La comunicazione efficace in materia di sicurezza sul lavoro dovrebbe quindi nascere dallo scambio reciproco di informazioni non solo nozionistiche ma personali, nel senso della persona con la sua identità, volontà e preferenze. Risulta comprensibile, in questa direzione, come le competenze comunicative siano fondamentali nel campo della sicurezza, specialmente  in quattro ambiti:
- nella gestione del proprio ruolo;
- nell’ascolto, nella gestione della relazione con gli altri, capi, colleghi, collaboratori;
- nel gestire i disaccordi e i conflitti e quindi nel negoziare;
- nel condurre riunioni e gruppi di lavoro e nel parteciparvi attivamente.

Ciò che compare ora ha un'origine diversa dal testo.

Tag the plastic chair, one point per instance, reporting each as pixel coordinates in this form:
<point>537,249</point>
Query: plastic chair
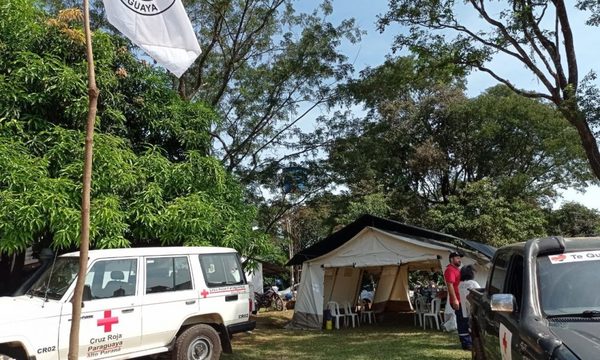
<point>420,310</point>
<point>433,314</point>
<point>352,315</point>
<point>367,315</point>
<point>334,309</point>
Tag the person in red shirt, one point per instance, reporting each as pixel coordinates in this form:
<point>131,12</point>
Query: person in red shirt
<point>452,278</point>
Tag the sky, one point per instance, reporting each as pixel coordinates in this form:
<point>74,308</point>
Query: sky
<point>374,46</point>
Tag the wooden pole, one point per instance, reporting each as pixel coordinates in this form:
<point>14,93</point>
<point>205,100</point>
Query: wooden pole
<point>84,243</point>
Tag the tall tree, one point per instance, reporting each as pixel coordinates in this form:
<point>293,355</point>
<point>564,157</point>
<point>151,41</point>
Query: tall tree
<point>141,195</point>
<point>264,67</point>
<point>536,34</point>
<point>573,219</point>
<point>428,139</point>
<point>428,151</point>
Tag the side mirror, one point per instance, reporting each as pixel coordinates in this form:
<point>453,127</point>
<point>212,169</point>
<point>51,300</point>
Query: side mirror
<point>503,303</point>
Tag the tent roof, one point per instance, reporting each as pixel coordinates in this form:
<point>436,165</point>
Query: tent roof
<point>348,232</point>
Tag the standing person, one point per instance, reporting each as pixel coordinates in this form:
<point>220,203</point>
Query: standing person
<point>467,274</point>
<point>452,277</point>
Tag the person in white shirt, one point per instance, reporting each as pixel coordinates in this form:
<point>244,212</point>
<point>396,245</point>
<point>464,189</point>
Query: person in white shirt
<point>467,274</point>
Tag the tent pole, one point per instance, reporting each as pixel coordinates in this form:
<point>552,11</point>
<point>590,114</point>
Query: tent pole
<point>332,284</point>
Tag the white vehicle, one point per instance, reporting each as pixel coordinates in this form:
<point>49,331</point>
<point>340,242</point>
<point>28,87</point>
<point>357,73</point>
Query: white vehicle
<point>137,302</point>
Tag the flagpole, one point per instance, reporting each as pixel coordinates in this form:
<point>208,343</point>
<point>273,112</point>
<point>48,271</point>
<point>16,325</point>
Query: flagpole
<point>84,243</point>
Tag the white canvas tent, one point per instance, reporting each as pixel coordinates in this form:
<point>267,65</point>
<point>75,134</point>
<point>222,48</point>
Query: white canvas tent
<point>336,275</point>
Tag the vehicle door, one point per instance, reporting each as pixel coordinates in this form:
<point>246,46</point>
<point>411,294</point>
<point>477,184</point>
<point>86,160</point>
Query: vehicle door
<point>111,314</point>
<point>225,288</point>
<point>509,341</point>
<point>170,298</point>
<point>490,329</point>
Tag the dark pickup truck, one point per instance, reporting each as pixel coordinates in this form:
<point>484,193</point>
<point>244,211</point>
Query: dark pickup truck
<point>541,301</point>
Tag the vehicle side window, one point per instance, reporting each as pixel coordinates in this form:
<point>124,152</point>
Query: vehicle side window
<point>496,284</point>
<point>514,282</point>
<point>221,269</point>
<point>111,278</point>
<point>167,274</point>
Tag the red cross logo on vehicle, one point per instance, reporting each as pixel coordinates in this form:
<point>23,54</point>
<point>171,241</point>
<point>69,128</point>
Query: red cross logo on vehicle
<point>108,321</point>
<point>560,257</point>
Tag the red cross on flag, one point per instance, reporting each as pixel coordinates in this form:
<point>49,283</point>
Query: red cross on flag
<point>160,27</point>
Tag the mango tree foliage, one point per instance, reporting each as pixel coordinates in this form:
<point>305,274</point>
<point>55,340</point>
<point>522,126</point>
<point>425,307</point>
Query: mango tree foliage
<point>152,183</point>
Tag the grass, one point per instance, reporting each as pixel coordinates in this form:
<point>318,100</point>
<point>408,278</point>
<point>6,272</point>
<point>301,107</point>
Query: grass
<point>396,339</point>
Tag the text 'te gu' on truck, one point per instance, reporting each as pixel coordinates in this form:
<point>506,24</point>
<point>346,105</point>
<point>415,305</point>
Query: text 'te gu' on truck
<point>541,301</point>
<point>136,302</point>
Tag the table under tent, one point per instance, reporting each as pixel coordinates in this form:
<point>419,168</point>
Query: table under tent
<point>332,269</point>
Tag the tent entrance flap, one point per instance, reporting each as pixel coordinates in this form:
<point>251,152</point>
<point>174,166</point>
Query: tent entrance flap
<point>336,275</point>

Un percorso formativo, rivolto in primis a chi nell’organizzazione è deputato alla gestione del sistema sicurezza, dovrebbe verosimilmente fornire nozioni e strumenti utili ad una comprensione dell’intero processo comunicativo, riguardo le mappe/schemi mentali, in relazione a come il contesto aziendale può influenzare la comunicazione fra i vari attori e rispetto alle principali differenze comunicative tra Dirigenti, Preposti, Lavoratori. E’ necessario inoltre porre l’accento sulla necessità di una comunicazione assertiva, sulle modalità di coinvolgimento dei lavoratori e sul creare la motivazione ad essere ascoltati.
 
Investire energia nella comunicazione del rischio all’inizio della relazione con il lavoratore, dovrebbe quindi favorire in maniera concreta lo sviluppo di una relazione lavoratore-comunicatore del rischio e aumentare al probabilità che il lavoratore segua accuratamente le indicazioni che gli vengono fornite. In sintesi puntare fortemente su una comunicazione efficace, magari ad opera di figure esperte, può aiutare a motivare alla sicurezza in modo duraturo e a diffondere la visione della Sicurezza come scelta aziendale e a trasformare la Sicurezza stessa da un adempimento legislativo obbligatorio ad un sistema per la creazione di un processo lavorativo di qualità fondato su migliori relazioni interpersonali, che possa condurre alla prevenzione di infortuni e situazioni rischiose. In definitiva può aiutare a rendere effettivi gli investimenti fatti sulla sicurezza, aumentandone la comprensione e la diffusione all’interno dell’azienda e portando la tematica nel vissuto quotidiano.